Eropa di Ambang 'Kekacauan' Energi, Pasokan Gas Kian Sulit

Jakarta, CNBC Indonesia - Negara-negara Eropa diprediksi akan mengalami krisis energi yang besar pada tahun depan. Hal ini dilakukan pascakeputusan sebagian besar negara Benua Biru untuk beralih dari pasokan Rusia setelah perang meletus di Ukraina.
Tahun ini, Uni Eropa (UE) berhasil mengisi cadangan hingga mencapai puncak hingga 96% penuh pada bulan November demi memastikan pasokan musim dingin yang cukup. Meski begitu, kejadian yang sama dikhawatirkan tidak akan terjadi di tahun depan.
"Banyak keadaan yang memungkinkan negara-negara UE untuk mengisi tempat penyimpanan mereka menjelang musim dingin ini mungkin tidak akan terulang pada tahun 2023," kata Fatih Birol, Direktur Eksekutif Badan Energi Internasional (IEA) yang berbasis di Paris pekan lalu kepada Reuters.
IEA mengatakan Eropa dapat menghadapi kekurangan hampir 30 miliar meter kubik (bcm) pada musim dingin mendatang. Ini setara dengan hampir 7% dari permintaan tahun 2021.
Eropa sendiri mulai bergantung dari kapasitas gas alam cair (LNG) dibandingkan gas pipa dari Rusia yang biasanya menyuplai 40% kebutuhan wilayah itu.
Walau begitu, analis di Wood Mackenzie memperkirakan hingga 25 bcm lebih sedikit gas Rusia akan mencapai Eropa untuk musim pengisian 2023 dari April hingga akhir September ketika suhu musim panas mengurangi permintaan.

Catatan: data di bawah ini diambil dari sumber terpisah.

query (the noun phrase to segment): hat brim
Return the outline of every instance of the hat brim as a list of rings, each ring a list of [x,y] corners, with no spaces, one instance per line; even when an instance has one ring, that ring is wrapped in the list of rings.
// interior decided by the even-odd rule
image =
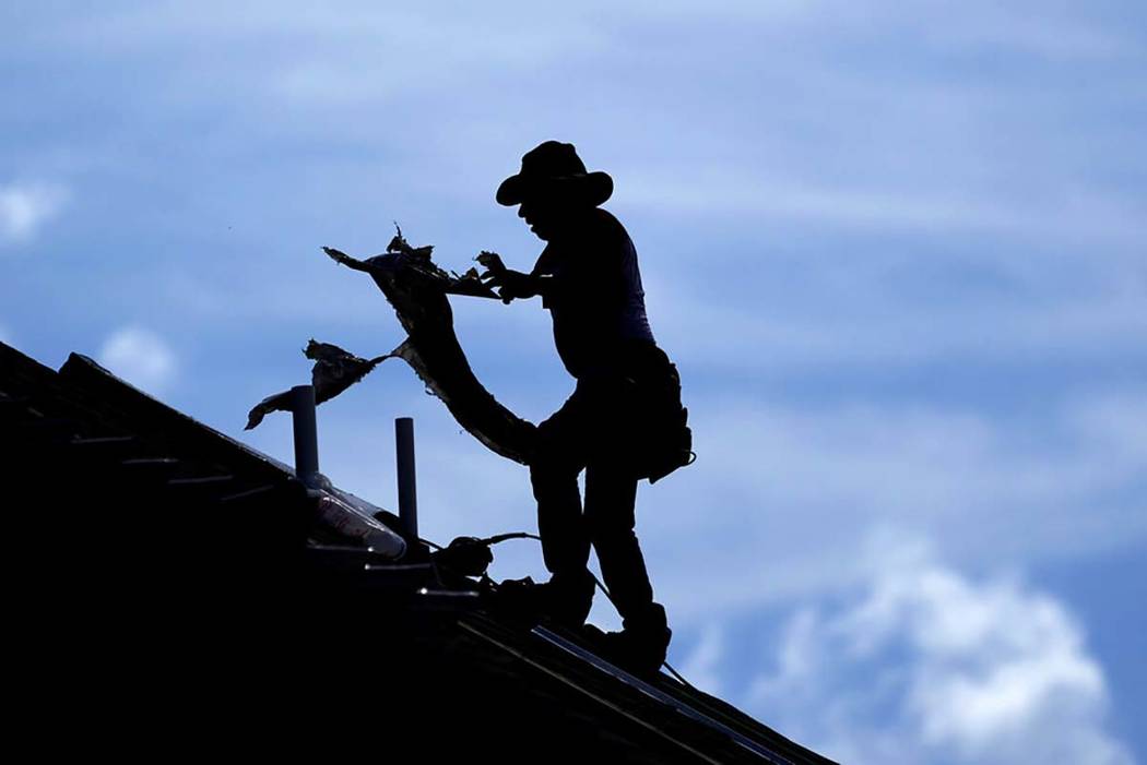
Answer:
[[[501,182],[496,198],[498,204],[512,207],[539,194],[557,195],[596,207],[612,196],[614,179],[600,171],[541,179],[518,173]]]

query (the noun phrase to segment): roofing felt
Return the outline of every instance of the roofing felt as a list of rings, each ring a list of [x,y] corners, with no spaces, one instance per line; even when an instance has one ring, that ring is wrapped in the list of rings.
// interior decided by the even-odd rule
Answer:
[[[290,467],[85,356],[55,371],[0,344],[0,449],[9,624],[31,670],[10,695],[29,725],[67,720],[84,751],[110,736],[429,762],[829,762],[492,612],[473,577],[333,535]]]

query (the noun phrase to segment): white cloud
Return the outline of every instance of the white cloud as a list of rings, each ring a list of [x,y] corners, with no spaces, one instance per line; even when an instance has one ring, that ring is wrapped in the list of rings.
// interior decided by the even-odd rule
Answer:
[[[884,541],[859,601],[794,615],[757,713],[842,762],[1131,763],[1064,605]]]
[[[55,218],[68,200],[68,191],[49,183],[0,186],[0,244],[32,239]]]
[[[158,391],[175,373],[175,354],[150,330],[125,326],[116,330],[100,350],[100,363],[128,382]]]
[[[1050,442],[935,405],[687,402],[697,463],[639,495],[657,591],[690,624],[838,591],[864,576],[856,539],[882,525],[942,541],[961,565],[1141,544],[1147,436],[1129,423],[1144,395],[1066,402],[1041,419]]]

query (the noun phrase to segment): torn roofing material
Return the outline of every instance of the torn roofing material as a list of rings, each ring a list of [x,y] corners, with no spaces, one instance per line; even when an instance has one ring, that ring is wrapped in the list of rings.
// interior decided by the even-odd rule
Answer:
[[[57,372],[0,345],[0,447],[8,637],[31,670],[9,692],[54,747],[828,763],[491,613],[466,576],[323,536],[288,466],[84,356]]]
[[[482,284],[475,269],[457,276],[438,268],[430,260],[432,249],[412,247],[401,230],[385,253],[366,260],[323,249],[335,262],[370,275],[393,307],[407,338],[389,354],[372,360],[312,340],[304,353],[315,361],[315,401],[328,401],[383,360],[398,357],[478,441],[502,457],[528,465],[537,427],[500,404],[475,377],[454,333],[453,311],[446,298],[450,293],[494,297],[493,292]],[[286,395],[275,394],[259,402],[248,416],[248,428],[257,426],[271,411],[286,410]]]

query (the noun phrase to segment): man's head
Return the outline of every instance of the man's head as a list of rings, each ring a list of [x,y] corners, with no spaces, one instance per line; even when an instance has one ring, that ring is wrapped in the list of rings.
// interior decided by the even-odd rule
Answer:
[[[522,169],[502,181],[497,198],[507,207],[521,205],[518,216],[538,238],[548,240],[612,191],[612,179],[587,173],[572,143],[546,141],[522,157]]]

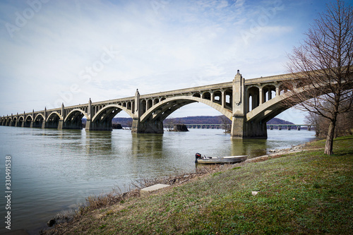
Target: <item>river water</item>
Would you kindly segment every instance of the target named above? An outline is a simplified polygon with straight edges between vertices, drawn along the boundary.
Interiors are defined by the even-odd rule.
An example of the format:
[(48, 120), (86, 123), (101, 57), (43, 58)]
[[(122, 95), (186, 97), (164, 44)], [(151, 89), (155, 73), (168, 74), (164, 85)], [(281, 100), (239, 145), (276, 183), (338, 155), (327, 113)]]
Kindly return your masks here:
[[(11, 212), (11, 231), (35, 234), (56, 213), (90, 195), (125, 191), (142, 178), (195, 171), (194, 155), (249, 157), (314, 138), (314, 131), (268, 131), (267, 140), (231, 140), (217, 129), (132, 134), (128, 130), (85, 131), (0, 126), (0, 234)], [(5, 164), (11, 157), (11, 188)], [(8, 163), (8, 162), (7, 163)], [(11, 190), (11, 193), (6, 193)], [(6, 209), (11, 194), (11, 209)]]

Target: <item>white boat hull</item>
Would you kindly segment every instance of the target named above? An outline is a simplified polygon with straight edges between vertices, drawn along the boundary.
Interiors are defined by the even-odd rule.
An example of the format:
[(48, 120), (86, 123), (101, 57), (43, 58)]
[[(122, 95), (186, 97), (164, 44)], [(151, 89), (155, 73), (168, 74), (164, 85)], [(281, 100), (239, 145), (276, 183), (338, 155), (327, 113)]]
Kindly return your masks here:
[(237, 163), (245, 161), (247, 155), (229, 156), (229, 157), (208, 157), (196, 159), (198, 164), (224, 164), (224, 163)]

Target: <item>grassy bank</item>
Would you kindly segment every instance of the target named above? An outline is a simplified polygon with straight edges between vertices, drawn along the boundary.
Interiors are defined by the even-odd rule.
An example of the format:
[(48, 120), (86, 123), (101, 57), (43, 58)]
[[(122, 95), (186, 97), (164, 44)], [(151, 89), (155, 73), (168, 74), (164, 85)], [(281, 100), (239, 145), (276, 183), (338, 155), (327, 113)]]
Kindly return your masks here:
[(334, 150), (330, 157), (308, 150), (222, 167), (87, 211), (47, 234), (349, 234), (353, 136), (335, 140)]

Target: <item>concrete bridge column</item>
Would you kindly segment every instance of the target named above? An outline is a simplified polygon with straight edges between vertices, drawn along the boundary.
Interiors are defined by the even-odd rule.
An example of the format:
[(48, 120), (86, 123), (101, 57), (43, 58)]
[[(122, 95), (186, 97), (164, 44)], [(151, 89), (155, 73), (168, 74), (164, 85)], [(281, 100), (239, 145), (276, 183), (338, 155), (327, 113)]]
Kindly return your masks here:
[(61, 104), (61, 116), (59, 119), (58, 129), (61, 130), (64, 127), (64, 121), (65, 120), (65, 107), (64, 106), (64, 102)]
[[(267, 138), (265, 122), (247, 122), (246, 107), (247, 92), (245, 92), (245, 80), (238, 71), (233, 80), (233, 119), (231, 138)], [(258, 105), (258, 97), (253, 97), (253, 109)]]
[(144, 110), (141, 105), (140, 100), (140, 92), (136, 90), (135, 93), (135, 107), (133, 116), (133, 123), (131, 126), (131, 133), (163, 133), (163, 121), (162, 120), (146, 120), (140, 121), (140, 116)]
[(263, 104), (263, 88), (258, 88), (259, 105)]
[(42, 122), (42, 129), (44, 129), (45, 128), (47, 128), (47, 107), (44, 108), (44, 119), (43, 119), (43, 121)]

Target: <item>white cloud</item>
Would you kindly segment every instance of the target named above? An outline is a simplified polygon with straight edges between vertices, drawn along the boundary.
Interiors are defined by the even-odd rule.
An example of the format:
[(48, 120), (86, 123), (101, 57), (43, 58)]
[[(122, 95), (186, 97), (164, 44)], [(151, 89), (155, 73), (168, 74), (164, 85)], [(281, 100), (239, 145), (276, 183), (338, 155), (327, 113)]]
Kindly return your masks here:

Itu berarti level yang tersisa di penyimpanan pada akhir musim dingin ini akan menentukan skala tantangan untuk musim dingin berikutnya.
Analis Energy Aspects Leon Izbicki memperkirakan stok Eropa akan berada di sekitar 55 bcm, atau lebih dari setengah penuh pada akhir Maret dibandingkan dengan level sekitar 84% sekarang.
Di sisi lain, Komisi Eropa mengatakan ruang-ruang penyimpanan harus 90% penuh pada 1 November 2023.
"Berdasarkan perkiraan harga gas rata-rata 95 euro per megawatt hour (MWh) untuk tahun 2023, ada biaya sekitar 58 miliar euro bagi Eropa untuk memenuhi target," ujarnya.
Selain dari Rusia, Eropa juga berjuang untuk mencari pemasok LNG baru dan memperluas penyimpanannya. Data yang dikumpulkan oleh Administrasi Informasi Energi (IEA) Amerika Serikat (AS) menyebut kapasitas impor LNG Eropa dan Inggris akan meningkat sekitar 25% pada akhir 2023 dibandingkan dengan level tahun 2021.
Namun, memiliki kapasitas bukanlah jaminan pasokan. Eropa diperkirakan akan menghadapi persaingan sengit dari negara-negara Asia untuk mendapatkan LNG yang akan menaikkan biaya.
"Konsumsi Asia dapat bergeser dari penarik ke Eropa menjadi angin sakal utama untuk pembelian Eropa," kata Sean Morgan, direktur di perusahaan perbankan AS Evercore ISI.
Upaya Eropa untuk memberlakukan batasan harga gas di UE juga dapat kain menghambat upaya untuk mengamankan kargo negara-negara di wilayah itu. Langkah ini sendiri mendapatkan pertentangan dari Jerman yang merupakan ekonomi terbesar di wilayah itu dengan dalih ketakutan akan kurangnya suplai.
Raksasa otomotif Jerman Mercedes-Benz, misalnya, mengatakan dapat memangkas penggunaan gas hingga 50% tahun ini dengan menggunakan lebih banyak listrik terbarukan sementara pengecer di seluruh Eropa telah meredupkan lampu dan mematikan layar iklan.
"Fokus akan terus berada pada pengurangan sisi permintaan tahun depan, dengan skala tantangan sebagian bergantung pada di mana stok keluar dari musim dingin," kata Luke Cottell, analis senior di Timera Energy.